By Nathalie Caron     Sep 11, 2007 in World
An exclusive report from the CBC reveals that at least 250 Canadian troops where forced to remain in the country, instead of deploying for the Afghanistan mission, for testing positive for drug use.
Through an Access to Information request, the Canadian Broadcasting Corporation has learned that of the 6,800 soldiers tested for substance abuse, 250 were found to have traces of drugs in their bodies. No names were released.
The main culprit, which does not constitute a very big surprise, was marijuana usage. Some others used harder drugs, such as cocaine, methamphetamine and amphetamines.
According to the United Nations Office of Drugs and Crime’s 2007 World Drug report, Canada ranks first in industrialized nations for use of cannabis with “16.8 per cent of Canadians between the ages of 15 and 64 smoked pot or ingested one of its derivatives last year,” says another CBC article on the UN report.
“THC [Tetrahydrocannabinol] is absorbed into the gastrointestinal tract and metabolizes quickly. It is stored in the fat cells and continues to be absorbed by the bloodstream for up to 30 days after ingestion,” explains an Associated Content report.
Mandatory drug testing of Canadian troops started in September 2006. The results came from testing conducted between September 2006 and May 2007.
The CBC explains that some soldier were required to be tested twice after authorities found their urine sample to be diluted, “something the military views as an attempt to cheat the system.”
"You can't have people driving large, dangerous equipment, handling guns if they're abusing substances," said Senator Colin Kenny, chairman of the standing Senate committee on national security and defence.

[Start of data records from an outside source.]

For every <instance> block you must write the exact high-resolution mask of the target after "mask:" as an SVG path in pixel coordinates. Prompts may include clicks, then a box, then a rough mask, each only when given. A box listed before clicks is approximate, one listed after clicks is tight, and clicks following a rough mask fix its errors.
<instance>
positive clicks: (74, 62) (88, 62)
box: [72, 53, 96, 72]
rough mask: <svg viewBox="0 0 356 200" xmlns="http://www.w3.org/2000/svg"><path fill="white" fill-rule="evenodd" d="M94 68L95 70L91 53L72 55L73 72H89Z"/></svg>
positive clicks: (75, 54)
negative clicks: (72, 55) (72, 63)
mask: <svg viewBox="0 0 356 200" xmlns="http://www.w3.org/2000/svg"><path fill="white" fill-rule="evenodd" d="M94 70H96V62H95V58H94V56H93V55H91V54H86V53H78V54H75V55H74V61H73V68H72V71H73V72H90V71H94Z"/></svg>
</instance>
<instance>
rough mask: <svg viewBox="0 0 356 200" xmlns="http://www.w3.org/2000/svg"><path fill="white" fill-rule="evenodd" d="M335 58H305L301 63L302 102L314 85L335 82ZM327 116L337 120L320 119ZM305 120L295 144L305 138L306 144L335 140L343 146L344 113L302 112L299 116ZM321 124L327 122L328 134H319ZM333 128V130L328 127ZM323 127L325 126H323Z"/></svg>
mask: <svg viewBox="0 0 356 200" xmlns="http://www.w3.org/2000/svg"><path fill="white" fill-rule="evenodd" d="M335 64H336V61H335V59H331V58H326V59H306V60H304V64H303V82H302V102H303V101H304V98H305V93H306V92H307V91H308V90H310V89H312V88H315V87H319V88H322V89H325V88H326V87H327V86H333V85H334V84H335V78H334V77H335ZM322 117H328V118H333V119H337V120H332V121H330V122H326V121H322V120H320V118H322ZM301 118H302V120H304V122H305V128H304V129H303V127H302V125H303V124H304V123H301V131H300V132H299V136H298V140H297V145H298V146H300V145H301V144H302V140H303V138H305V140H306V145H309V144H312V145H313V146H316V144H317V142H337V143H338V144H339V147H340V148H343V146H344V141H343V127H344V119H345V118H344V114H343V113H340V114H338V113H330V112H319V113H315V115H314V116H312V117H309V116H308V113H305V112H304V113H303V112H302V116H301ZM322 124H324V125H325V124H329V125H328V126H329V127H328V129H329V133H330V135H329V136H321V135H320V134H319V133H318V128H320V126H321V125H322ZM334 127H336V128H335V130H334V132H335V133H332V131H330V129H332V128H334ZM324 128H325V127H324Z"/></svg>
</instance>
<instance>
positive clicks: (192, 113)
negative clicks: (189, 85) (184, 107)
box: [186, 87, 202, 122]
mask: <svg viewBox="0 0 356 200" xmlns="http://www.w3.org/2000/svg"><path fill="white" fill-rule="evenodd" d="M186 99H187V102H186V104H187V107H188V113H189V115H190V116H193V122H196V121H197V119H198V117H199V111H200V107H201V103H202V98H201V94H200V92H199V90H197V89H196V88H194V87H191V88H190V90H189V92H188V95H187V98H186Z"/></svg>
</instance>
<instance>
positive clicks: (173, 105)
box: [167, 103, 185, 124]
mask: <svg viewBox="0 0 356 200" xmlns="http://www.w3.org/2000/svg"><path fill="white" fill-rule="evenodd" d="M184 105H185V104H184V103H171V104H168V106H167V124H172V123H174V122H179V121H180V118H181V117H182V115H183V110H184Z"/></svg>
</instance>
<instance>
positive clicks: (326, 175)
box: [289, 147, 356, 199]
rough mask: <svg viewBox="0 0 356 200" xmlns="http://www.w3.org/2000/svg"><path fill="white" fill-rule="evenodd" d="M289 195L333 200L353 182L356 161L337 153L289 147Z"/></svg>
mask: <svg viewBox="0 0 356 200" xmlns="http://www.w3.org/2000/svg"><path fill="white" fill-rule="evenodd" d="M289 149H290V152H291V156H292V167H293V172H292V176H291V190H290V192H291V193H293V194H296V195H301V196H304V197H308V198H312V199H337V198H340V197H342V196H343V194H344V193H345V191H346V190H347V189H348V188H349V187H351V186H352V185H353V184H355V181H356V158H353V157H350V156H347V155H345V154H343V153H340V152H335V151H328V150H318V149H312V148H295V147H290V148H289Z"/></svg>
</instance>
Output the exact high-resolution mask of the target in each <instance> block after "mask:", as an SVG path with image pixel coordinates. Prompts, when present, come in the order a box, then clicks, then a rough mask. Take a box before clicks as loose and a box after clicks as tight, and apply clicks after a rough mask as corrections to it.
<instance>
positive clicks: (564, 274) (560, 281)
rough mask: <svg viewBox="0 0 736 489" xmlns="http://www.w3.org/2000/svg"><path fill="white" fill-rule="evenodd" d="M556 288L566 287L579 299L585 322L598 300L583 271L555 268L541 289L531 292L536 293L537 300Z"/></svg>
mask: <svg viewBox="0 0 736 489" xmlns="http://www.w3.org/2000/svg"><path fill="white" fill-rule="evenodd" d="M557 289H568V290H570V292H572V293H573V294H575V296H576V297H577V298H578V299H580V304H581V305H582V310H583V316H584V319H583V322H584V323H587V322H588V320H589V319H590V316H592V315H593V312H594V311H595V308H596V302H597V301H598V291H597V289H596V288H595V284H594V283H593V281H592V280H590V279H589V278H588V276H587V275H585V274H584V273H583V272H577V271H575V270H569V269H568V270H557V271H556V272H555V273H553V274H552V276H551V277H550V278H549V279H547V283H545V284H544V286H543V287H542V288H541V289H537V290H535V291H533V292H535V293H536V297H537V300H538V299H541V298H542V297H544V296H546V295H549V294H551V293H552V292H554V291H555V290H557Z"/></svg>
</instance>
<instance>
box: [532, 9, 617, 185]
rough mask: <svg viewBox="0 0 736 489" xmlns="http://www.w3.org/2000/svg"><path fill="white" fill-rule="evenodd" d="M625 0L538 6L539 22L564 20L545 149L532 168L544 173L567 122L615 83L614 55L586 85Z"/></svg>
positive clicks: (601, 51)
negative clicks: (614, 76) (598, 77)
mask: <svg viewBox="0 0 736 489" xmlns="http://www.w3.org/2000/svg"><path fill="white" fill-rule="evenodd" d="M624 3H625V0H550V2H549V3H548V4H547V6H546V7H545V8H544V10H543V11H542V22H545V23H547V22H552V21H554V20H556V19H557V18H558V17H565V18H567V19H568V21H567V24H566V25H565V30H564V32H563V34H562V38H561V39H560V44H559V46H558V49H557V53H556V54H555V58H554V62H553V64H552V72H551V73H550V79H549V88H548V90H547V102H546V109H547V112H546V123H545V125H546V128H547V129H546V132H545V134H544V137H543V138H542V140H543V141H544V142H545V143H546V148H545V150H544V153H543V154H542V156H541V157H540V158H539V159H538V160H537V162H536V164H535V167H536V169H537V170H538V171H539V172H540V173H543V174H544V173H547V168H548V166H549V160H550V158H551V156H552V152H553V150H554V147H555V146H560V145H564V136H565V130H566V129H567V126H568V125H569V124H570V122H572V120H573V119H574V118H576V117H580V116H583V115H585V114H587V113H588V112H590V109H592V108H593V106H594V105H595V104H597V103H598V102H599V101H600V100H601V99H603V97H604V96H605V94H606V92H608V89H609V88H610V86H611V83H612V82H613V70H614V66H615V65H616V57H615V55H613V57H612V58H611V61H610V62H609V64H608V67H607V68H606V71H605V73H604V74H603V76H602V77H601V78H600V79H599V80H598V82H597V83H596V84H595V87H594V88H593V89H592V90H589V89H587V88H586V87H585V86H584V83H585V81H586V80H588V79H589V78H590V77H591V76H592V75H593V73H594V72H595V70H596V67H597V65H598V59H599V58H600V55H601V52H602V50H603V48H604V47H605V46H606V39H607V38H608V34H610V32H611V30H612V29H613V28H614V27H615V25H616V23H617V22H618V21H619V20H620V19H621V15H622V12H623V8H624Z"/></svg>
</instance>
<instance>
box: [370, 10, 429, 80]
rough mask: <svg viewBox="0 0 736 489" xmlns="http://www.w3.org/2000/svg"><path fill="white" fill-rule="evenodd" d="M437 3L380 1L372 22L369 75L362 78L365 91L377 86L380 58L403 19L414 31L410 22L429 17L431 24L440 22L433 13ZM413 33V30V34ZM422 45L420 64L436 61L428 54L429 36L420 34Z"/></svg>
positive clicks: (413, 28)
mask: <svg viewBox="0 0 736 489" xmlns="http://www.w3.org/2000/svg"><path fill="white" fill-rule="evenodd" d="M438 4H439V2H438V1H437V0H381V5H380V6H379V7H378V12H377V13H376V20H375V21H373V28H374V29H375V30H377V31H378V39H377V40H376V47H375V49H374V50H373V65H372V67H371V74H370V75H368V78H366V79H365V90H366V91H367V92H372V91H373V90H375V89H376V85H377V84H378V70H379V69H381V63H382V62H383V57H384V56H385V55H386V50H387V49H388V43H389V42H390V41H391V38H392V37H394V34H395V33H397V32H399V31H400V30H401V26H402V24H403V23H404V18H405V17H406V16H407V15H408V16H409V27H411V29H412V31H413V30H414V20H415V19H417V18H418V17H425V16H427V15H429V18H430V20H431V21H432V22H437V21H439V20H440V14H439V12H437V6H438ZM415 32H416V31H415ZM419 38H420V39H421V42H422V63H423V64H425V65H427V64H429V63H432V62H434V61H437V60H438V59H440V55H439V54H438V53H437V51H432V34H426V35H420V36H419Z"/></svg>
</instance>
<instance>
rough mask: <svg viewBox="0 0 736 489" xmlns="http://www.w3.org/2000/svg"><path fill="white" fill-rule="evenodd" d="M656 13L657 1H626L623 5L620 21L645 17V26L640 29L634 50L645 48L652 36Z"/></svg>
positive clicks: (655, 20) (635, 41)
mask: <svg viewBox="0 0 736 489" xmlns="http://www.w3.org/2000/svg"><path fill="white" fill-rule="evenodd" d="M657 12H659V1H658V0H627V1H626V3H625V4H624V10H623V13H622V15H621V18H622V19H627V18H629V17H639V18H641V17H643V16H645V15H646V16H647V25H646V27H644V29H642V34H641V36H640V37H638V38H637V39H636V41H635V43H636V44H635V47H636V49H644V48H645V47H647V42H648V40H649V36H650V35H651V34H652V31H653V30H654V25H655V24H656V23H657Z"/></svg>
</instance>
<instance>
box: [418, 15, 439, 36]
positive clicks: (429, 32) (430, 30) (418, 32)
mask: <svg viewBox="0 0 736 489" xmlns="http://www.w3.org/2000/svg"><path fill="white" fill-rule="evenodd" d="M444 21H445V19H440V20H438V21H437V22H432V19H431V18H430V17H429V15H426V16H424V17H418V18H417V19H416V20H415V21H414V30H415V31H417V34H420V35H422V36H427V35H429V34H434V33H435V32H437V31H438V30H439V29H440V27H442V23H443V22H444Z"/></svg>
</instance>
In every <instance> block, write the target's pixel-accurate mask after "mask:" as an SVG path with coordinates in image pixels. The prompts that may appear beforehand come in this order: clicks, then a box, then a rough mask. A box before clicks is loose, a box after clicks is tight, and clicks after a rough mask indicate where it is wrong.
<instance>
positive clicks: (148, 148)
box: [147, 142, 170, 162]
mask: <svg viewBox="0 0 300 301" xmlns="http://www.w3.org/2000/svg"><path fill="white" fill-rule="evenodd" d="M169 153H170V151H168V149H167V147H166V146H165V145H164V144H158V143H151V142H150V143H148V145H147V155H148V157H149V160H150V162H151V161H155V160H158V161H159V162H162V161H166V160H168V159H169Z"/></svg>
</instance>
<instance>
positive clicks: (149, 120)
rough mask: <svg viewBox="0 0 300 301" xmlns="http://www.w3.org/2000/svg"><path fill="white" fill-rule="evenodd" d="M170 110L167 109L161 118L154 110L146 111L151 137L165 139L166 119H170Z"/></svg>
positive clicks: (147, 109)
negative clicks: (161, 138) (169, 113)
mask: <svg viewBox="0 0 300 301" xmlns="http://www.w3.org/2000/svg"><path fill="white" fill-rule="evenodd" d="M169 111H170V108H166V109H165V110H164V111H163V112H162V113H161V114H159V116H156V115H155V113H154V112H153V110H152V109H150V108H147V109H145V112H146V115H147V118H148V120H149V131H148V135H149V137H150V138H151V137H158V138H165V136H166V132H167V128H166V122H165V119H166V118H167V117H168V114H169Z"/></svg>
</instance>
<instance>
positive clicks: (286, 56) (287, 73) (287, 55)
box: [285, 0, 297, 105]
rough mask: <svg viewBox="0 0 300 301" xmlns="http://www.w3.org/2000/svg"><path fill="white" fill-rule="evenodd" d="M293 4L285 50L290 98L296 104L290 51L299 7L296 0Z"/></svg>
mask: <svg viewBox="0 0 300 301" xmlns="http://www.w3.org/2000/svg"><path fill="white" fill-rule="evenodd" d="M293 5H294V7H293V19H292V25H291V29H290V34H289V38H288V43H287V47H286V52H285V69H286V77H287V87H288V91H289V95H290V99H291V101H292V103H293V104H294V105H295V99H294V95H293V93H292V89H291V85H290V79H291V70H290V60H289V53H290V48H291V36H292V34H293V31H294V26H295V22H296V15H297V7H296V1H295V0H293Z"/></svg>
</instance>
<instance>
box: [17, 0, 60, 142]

Canadian Armed Forces Brig.-Gen. Ian Poulter told CBC: “It's a particular concern because we are in Afghanistan, they are in a combat situation and they have to make split-second decisions, life or death, and we need them to be able to do that without the influence of illicit drugs.”
The problem may be of more serious concern due to the fact that Canadian troops in Afghanistan are already limited and stopping troops from deploying means certain soldiers will be required to stay posted for longer.
The Canadian military plans on expanding testing to include surprise tests, which will touch all Canadian armed forced, not only those deploying to Afghanistan.